Os portugueses já estão habituados à determinação de Pedro Passos
Coelho. O que não lhe perdoam é a sua falta de legitimidade eleitoral para
prosseguir o rumo traçado.
O líder do XIX governo constitucional continua a desvalorizar o
seu pecado original: as falsas promessas eleitorais.
Na última entrevista à TVI, a José Alberto Carvalho e a Judite de
Sousa, Pedro Passos Coelho não deu um único sinal de arrependimento.
Decorrido um período de governação de um pouco mais de 17 meses, o
primeiro-ministro carrega este peso com crescente desfaçatez política, qual
Sísifo que, não obstante ser o mais astuto dos mortais, acabou condenado para
sempre a empurrar uma pedra até ao lugar mais alto da montanha.
Começa a ser fatigante assistir ao espectáculo de um
primeiro-ministro a tentar camuflar que recorreu aos velhos truques ― quiçá, os
mesmos que, noutros tempos, o afastaram da política activa ― através de uma
atitude politicamente arrogante, como se fosse possível apostar no tempo para
tudo fazer esquecer, como se até o enxovalho público fosse passível de ser
ignorado.
Pedro Passos Coelho não é mais nem menos do que o produto do
sistema, mesmo que, numa determinada fase, tenha chegado a vestir o uniforme do
enfant terrible da política
portuguesa.
Mais de 37 anos depois do 25 de Abril, Portugal continua a ser um
país atulhado de políticos imbuídos de uma clarividência tal que chegam a
considerar normal enganar os portugueses durante uma campanha eleitoral para
depois fazerem o que lhes apetece.
As sucessivas gerações de políticos iluminados já se habituaram de
tal forma a prescindir de consultar o Povo, sobre questões da maior relevância
para o futuro colectivo, que já nem são capazes da mais elementar autocrítica
pessoal e partidária.
Os partidos do arco da governação, que afinam pelo mesmo diapasão
há mais de 30 anos, sabem que os eleitores não têm alternativas credíveis, contando
que tudo continue na mesma com mais ou menos voto nas setas, sejam para cima ou
ao centro, e na rosa mais ou menos avermelhada.

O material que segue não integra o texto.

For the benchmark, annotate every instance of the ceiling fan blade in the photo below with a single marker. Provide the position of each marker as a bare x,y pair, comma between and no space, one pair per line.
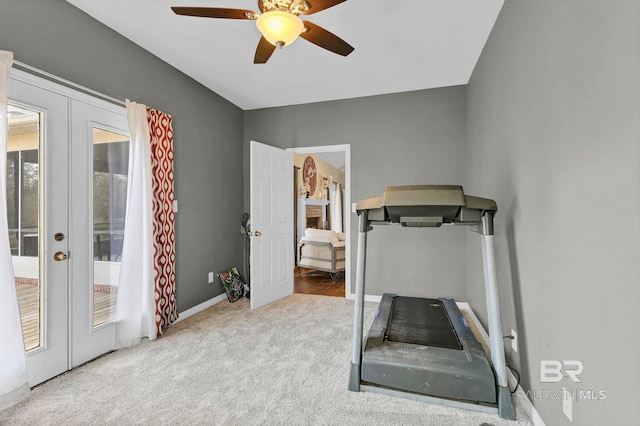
263,52
215,12
323,38
318,5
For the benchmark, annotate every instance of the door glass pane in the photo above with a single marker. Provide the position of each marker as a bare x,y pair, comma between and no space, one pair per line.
24,217
110,169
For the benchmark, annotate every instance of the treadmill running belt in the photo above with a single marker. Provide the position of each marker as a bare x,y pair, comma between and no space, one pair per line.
421,321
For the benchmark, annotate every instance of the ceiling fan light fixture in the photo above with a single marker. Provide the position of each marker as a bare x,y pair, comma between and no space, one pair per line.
280,28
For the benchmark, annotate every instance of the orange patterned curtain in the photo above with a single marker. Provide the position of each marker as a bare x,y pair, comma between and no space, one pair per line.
164,254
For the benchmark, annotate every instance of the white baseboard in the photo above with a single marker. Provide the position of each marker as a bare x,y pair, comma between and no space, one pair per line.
519,393
201,307
367,297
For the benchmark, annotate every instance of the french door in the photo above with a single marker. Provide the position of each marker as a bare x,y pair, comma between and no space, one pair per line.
67,165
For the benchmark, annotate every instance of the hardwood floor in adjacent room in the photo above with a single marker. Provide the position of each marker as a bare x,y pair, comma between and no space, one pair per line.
311,281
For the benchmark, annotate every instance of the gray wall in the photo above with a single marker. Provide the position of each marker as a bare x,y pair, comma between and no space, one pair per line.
409,138
58,38
554,136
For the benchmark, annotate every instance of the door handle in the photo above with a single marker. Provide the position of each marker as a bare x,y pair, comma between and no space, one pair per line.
60,256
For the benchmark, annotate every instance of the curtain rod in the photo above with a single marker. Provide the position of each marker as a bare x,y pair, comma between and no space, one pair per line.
48,76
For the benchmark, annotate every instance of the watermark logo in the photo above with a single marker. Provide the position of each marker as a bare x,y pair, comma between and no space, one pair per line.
552,371
555,371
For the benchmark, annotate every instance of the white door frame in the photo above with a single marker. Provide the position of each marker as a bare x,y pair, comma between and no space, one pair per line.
37,363
346,148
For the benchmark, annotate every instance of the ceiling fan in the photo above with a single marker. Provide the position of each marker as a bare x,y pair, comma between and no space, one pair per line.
280,24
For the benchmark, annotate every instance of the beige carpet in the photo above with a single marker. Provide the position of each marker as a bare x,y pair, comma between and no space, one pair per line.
284,364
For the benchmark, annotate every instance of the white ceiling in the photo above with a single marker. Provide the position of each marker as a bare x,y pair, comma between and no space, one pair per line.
400,45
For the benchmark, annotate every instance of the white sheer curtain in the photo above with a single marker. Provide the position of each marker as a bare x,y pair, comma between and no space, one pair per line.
13,364
335,198
136,306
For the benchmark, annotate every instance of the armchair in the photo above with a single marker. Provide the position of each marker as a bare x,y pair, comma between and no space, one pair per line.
323,250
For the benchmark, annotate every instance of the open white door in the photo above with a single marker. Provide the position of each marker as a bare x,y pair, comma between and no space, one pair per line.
271,210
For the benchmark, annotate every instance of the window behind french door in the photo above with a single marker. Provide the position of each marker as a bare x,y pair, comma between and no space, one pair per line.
66,184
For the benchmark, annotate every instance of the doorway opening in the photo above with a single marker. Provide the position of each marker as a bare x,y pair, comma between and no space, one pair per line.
322,196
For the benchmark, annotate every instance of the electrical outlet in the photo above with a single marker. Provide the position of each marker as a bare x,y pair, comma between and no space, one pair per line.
567,404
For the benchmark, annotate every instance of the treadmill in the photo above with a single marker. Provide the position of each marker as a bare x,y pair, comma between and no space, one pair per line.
423,348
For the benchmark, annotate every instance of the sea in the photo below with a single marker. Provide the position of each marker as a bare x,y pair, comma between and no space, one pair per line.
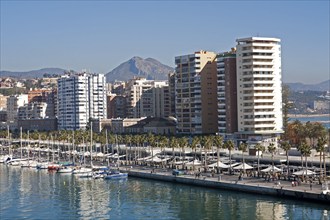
31,194
325,120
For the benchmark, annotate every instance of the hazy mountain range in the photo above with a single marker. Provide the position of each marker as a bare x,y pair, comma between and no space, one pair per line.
322,86
138,67
32,73
149,68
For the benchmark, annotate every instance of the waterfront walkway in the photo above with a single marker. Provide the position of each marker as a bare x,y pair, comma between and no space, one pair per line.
255,185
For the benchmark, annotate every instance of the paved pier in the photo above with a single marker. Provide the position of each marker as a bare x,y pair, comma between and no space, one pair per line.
254,185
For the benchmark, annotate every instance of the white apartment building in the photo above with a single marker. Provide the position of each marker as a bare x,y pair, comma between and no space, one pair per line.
33,110
196,93
13,104
147,98
259,90
81,97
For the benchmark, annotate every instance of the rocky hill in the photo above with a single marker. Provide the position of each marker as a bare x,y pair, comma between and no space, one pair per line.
139,67
32,74
322,86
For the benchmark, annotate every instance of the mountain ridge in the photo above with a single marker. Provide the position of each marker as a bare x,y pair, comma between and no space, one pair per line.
32,73
322,86
149,68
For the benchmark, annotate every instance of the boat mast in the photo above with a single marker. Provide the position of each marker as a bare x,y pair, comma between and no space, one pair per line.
52,140
117,151
73,148
28,146
21,143
91,143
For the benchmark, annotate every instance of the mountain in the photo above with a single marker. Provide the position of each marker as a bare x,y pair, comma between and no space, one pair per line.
138,67
33,73
322,86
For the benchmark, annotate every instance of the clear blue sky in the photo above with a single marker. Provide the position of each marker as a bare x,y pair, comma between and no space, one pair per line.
99,35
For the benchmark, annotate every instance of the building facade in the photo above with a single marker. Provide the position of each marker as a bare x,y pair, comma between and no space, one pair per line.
227,93
116,106
81,97
147,98
259,90
14,102
196,93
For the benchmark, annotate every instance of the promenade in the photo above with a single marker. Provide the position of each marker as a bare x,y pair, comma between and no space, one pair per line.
279,188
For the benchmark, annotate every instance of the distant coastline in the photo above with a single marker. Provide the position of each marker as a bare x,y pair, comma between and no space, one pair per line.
307,115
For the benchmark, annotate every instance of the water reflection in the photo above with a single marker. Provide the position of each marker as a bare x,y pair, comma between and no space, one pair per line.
32,194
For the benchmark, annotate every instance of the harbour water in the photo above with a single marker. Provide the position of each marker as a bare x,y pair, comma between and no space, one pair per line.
32,194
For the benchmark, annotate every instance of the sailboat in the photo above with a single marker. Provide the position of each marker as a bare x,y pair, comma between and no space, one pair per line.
86,172
116,174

Não há nada pior para a saúde da Democracia do que esta simples
constatação. Nem a corte do costume, fortuitamente instalada a favor ou contra
o poder vigente, consegue disfarçar o incómodo.
Enquanto os cidadãos não romperem com esta armadilha, qualquer
líder político pode mentir impunemente, porque sabe que tem uma forte
probabilidade de ficar no poder pelo menos quatro anos, contando com a
conivência dos seus pares e a passividade colectiva.
Para o bem ou para o mal, o sistema político tem fabricado, acolhido
e promovido este tipo de governantes. O que é incompreensível, para não lhe
chamar um colossal embuste, é a crítica organizada por senadores que
incorreram, sistematicamente, no mesmo erro, pretendendo agora passar por
aquilo que nunca foram.
Pedro Passos Coelho pode afirmar a sua coragem. E até pode estar
convicto de estar a seguir o caminho inevitável. Mas não pode ter o atrevimento
de assumir uma atitude aristocrática, porque não tem estatuto, nem tão-pouco
deu quaisquer provas de estadista.
A maioria no poder e o maior partido da oposição parlamentar
deviam reflectir, profundamente, sobre os últimos anos de governação. Há limites
que já foram largamente ultrapassados.
Não há boys, girls, spin, agências de comunicação a soldo de quem paga mais ou
comunicação social mainstream capazes
de disfarçar o equívoco que está na origem de todos os males.
Portugal continua a ser um país sem cultura democrática, incapaz
de aprender com os erros do passado que nos atiraram para o abismo.